From the magazine

A committed performance of Lerner and Weill’s flop: Opera North’s Love Life reviewed

Plus: an astonishingly lyrical and tender Jenufa at the Royal Opera House

Richard Bratby
Stephanie Corley as Susan Cooper with the Chorus and Orchestra of Opera North in Kurt Weill's Love Life.  PHOTO: JAMES GLOSSOP
EXPLORE THE ISSUE 25 January 2025
issue 25 January 2025

Once upon a time on Broadway, Igor Stravinsky composed a ballet for Billy Rose’s revue Seven Lively Arts. After the first night, Rose felt that Stravinsky’s efforts might benefit from the attention of Robert Russell Bennett – the king of Broadway orchestrators, who’d collaborated with Cole Porter and the Gershwins. ‘YOUR MUSIC GREAT SUCCESS,’ he telegrammed to Stravinsky. ‘COULD BE SENSATIONAL SUCCESS IF YOU WOULD AUTHORISE ROBERT RUSSELL BENNETT RETOUCH ORCHESTRATION.’ Stravinsky wired straight back: ‘SATISFIED WITH GREAT SUCCESS.’

If you’re mad enough to revive Love Life, you have to commit. Opera North did

There were moments in this revival of the Lerner and Weill flop Love Life when I wondered whether Weill, too, might have profited from a Bennett makeover. Sacrilege! Kurt Weill was one of the very few Broadway composers (then or now) who insisted upon complete control of his own orchestral sound. And it’s true that Love Life is a gorgeous score, soaked in bittersweet melody and bruised romanticism. But you long for a little more sparkle, a touch more sonic pizzazz; anything, really, to buck the show’s long downward trajectory. Come on, boys, give us a smile!

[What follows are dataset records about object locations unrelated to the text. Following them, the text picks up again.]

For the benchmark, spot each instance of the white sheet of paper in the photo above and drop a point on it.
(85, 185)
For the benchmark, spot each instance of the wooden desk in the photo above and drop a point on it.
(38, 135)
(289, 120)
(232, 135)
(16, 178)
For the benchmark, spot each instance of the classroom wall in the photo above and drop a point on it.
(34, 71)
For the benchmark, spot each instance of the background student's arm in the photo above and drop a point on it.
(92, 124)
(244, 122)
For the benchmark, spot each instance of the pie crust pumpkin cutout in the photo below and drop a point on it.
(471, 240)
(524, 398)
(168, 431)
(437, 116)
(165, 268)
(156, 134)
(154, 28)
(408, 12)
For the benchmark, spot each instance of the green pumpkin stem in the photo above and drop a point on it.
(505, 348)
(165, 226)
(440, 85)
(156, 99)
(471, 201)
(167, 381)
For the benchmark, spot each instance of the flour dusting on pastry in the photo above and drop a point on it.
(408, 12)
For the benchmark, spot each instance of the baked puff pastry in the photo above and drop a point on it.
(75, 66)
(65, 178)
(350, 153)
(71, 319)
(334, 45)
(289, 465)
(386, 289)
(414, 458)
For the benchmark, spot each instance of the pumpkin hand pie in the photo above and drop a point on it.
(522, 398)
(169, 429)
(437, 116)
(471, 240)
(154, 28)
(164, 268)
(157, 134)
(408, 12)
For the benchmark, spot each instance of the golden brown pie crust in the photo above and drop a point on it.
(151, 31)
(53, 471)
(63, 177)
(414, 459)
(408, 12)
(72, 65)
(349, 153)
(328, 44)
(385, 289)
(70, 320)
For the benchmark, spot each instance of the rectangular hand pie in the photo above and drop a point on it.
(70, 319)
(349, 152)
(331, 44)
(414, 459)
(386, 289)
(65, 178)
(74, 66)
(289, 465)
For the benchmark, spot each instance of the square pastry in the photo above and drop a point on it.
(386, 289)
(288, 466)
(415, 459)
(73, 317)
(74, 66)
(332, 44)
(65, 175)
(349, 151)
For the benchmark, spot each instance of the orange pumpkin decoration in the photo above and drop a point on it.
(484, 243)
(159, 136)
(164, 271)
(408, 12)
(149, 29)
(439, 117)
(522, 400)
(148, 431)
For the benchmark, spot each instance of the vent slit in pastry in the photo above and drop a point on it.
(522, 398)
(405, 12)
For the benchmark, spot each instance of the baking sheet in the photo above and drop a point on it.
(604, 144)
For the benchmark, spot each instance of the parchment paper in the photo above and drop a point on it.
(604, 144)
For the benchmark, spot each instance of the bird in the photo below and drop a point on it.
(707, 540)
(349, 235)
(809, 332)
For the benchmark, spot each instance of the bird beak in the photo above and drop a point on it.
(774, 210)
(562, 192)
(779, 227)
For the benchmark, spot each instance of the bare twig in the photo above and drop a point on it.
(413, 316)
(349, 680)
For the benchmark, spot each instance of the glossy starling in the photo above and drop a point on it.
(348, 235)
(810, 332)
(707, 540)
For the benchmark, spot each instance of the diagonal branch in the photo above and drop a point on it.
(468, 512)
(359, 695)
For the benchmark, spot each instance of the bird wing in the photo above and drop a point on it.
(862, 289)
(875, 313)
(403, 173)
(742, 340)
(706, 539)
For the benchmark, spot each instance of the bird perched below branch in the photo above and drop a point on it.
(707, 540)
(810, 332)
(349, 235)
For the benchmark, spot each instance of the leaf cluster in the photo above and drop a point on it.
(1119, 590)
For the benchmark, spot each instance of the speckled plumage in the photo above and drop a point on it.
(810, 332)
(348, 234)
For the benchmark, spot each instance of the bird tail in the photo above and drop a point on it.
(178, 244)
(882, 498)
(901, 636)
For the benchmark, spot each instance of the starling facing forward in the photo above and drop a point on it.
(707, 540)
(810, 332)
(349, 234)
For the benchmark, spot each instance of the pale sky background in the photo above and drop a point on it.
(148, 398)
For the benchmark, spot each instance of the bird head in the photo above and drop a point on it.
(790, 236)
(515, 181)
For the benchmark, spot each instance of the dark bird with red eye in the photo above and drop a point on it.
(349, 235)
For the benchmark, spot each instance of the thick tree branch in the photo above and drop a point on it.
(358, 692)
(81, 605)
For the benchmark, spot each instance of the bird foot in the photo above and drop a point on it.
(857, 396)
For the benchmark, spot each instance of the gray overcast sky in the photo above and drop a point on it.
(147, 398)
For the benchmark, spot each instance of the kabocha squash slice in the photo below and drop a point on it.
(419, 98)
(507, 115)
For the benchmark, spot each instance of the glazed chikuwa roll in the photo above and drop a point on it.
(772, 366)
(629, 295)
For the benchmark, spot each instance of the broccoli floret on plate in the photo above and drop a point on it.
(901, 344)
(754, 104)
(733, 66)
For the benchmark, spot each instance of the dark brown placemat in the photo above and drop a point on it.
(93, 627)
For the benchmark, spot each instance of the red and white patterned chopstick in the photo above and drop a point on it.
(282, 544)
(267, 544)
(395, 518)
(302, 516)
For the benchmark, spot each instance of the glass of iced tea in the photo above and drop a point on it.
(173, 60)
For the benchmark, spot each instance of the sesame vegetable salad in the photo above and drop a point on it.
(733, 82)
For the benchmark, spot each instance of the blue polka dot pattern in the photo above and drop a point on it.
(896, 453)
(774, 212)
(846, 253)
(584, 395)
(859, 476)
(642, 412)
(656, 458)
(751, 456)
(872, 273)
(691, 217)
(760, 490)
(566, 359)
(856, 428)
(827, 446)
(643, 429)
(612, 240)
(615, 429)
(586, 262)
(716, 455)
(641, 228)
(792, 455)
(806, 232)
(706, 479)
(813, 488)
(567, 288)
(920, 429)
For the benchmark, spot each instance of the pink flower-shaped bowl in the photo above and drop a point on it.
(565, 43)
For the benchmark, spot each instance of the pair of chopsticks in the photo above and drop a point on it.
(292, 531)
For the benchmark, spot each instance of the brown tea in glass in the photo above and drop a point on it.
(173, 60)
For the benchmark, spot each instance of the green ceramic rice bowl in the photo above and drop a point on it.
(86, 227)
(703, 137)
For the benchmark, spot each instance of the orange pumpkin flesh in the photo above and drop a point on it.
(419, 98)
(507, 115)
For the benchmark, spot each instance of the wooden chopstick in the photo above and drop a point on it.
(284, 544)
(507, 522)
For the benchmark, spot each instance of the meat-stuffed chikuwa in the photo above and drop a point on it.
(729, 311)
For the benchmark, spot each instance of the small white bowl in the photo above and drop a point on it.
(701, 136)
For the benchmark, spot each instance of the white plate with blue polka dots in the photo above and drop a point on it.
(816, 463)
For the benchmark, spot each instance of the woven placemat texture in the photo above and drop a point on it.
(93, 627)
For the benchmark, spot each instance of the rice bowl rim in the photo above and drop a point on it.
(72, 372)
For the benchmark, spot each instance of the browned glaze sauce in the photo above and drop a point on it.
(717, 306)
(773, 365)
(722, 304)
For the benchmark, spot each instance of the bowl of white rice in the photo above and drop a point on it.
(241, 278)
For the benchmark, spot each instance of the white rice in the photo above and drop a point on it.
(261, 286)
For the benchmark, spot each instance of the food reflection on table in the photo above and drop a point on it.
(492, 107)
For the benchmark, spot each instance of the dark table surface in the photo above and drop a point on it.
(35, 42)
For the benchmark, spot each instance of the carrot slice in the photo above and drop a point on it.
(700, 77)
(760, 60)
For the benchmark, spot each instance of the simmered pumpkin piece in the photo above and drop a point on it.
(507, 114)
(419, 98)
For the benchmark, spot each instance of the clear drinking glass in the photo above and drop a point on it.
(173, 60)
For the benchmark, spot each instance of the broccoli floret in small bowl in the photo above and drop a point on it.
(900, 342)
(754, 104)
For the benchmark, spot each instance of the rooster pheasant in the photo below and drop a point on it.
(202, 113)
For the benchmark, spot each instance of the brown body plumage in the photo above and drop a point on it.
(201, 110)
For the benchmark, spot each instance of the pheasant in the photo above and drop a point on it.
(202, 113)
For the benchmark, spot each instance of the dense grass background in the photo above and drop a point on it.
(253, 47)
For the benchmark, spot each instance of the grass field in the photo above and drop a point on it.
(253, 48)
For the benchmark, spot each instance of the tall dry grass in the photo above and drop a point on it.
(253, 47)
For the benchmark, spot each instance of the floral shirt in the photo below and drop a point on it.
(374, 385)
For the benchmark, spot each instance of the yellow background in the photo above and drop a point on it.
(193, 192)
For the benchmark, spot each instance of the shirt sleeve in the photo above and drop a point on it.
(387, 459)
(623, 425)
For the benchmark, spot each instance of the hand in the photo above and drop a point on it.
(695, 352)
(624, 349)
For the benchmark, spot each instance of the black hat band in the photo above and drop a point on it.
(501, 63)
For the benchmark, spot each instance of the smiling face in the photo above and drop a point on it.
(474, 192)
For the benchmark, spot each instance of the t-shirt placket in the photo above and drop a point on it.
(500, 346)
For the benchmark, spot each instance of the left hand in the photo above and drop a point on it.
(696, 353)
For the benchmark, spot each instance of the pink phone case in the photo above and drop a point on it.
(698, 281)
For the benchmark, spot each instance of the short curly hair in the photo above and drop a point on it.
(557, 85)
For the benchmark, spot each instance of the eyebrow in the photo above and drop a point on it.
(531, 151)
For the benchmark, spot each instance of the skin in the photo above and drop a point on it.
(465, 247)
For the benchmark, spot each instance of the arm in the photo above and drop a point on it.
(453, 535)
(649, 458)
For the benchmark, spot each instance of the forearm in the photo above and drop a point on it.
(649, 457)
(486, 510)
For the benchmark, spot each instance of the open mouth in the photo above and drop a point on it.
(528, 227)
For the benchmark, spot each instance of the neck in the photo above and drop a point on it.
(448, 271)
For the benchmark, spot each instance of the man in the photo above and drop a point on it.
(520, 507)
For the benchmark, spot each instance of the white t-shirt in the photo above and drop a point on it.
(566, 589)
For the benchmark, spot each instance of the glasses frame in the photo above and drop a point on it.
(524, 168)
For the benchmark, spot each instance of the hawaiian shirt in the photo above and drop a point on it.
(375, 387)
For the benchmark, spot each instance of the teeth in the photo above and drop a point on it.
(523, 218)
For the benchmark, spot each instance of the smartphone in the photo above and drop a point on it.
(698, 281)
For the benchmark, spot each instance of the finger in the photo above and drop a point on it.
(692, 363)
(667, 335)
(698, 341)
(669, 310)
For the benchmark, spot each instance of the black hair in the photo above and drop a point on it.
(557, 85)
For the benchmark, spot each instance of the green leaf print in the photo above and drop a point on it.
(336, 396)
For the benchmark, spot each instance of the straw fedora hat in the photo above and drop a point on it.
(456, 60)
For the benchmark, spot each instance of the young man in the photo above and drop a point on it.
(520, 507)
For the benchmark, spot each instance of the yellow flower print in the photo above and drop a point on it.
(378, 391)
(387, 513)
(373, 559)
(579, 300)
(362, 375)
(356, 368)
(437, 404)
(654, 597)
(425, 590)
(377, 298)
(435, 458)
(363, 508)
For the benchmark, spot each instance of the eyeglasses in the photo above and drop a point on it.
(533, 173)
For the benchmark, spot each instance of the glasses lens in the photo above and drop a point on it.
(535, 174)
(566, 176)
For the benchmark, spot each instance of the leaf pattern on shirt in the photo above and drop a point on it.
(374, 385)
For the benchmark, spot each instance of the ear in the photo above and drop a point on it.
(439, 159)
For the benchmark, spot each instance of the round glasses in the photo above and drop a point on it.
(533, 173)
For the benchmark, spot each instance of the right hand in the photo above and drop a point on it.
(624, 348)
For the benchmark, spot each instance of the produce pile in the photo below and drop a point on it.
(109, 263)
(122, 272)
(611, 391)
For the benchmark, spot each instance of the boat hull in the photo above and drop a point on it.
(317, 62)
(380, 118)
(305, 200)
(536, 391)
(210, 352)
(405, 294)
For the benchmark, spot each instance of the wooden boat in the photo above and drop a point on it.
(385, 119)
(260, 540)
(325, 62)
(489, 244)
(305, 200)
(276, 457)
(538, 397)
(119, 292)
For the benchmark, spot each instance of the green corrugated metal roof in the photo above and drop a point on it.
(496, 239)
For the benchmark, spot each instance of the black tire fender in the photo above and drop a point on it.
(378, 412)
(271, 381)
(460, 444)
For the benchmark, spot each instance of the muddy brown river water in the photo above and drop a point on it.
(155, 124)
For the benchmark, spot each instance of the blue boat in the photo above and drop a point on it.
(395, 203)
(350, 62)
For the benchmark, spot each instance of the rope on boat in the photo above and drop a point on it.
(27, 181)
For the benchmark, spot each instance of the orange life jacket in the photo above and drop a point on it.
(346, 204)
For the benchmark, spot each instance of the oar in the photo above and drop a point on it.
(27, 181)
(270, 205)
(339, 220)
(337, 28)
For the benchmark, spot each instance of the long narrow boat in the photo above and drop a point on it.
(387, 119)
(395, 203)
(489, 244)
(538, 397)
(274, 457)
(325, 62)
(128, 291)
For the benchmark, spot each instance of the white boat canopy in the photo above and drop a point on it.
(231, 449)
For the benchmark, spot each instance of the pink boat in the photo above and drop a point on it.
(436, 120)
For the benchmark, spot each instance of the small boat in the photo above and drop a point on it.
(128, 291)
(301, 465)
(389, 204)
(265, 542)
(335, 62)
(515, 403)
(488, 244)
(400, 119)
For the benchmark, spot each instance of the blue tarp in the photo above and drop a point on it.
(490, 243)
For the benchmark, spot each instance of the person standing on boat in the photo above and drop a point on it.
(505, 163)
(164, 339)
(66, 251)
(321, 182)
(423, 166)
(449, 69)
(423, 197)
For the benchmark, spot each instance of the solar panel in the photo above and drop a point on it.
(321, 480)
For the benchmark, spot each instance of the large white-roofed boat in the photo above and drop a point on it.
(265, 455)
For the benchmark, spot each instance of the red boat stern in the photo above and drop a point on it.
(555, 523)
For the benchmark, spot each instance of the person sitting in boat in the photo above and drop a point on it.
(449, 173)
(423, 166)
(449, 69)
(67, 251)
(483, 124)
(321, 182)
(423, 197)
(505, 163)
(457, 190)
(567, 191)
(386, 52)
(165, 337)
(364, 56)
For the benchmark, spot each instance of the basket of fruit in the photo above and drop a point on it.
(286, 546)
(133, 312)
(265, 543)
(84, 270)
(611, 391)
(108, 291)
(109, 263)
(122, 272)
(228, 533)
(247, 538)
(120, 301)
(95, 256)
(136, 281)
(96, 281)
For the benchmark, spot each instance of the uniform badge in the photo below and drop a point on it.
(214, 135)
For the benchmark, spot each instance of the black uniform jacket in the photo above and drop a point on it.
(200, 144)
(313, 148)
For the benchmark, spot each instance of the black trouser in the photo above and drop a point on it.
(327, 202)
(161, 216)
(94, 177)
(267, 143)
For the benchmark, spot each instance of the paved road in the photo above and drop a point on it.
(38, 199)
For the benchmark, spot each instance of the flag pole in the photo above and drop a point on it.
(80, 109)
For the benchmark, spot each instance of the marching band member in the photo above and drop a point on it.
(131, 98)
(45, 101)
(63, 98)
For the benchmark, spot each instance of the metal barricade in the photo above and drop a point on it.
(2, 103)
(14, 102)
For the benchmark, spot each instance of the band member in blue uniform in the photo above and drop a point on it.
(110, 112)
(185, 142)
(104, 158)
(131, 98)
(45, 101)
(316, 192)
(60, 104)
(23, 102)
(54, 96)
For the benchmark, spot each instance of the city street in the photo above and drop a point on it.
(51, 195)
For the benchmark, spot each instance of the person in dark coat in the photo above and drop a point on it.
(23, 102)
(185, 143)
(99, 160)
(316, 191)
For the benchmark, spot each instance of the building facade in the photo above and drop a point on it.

It probably wouldn’t have made much difference, mind. Love Life is a musical about family life scripted by Alan Jay Lerner, who divorced seven times and whose best shows (My Fair Lady, Camelot, Gigi) contain not a single healthy, recognisable marriage. It’s an anti-capitalist critique of the American dream, an epic downer scored by Bertolt Brecht’s old co-writer at the precise moment – 1948 – of peak postwar optimism. Oh, and it’s framed as a flashback, narrated by a magician, and the hero and heroine can travel in time. Got that? Now prepare to be lectured. At one point Lerner trials an early draft of ‘Ah Yes, I Remember It Well’, and it dies on its feet.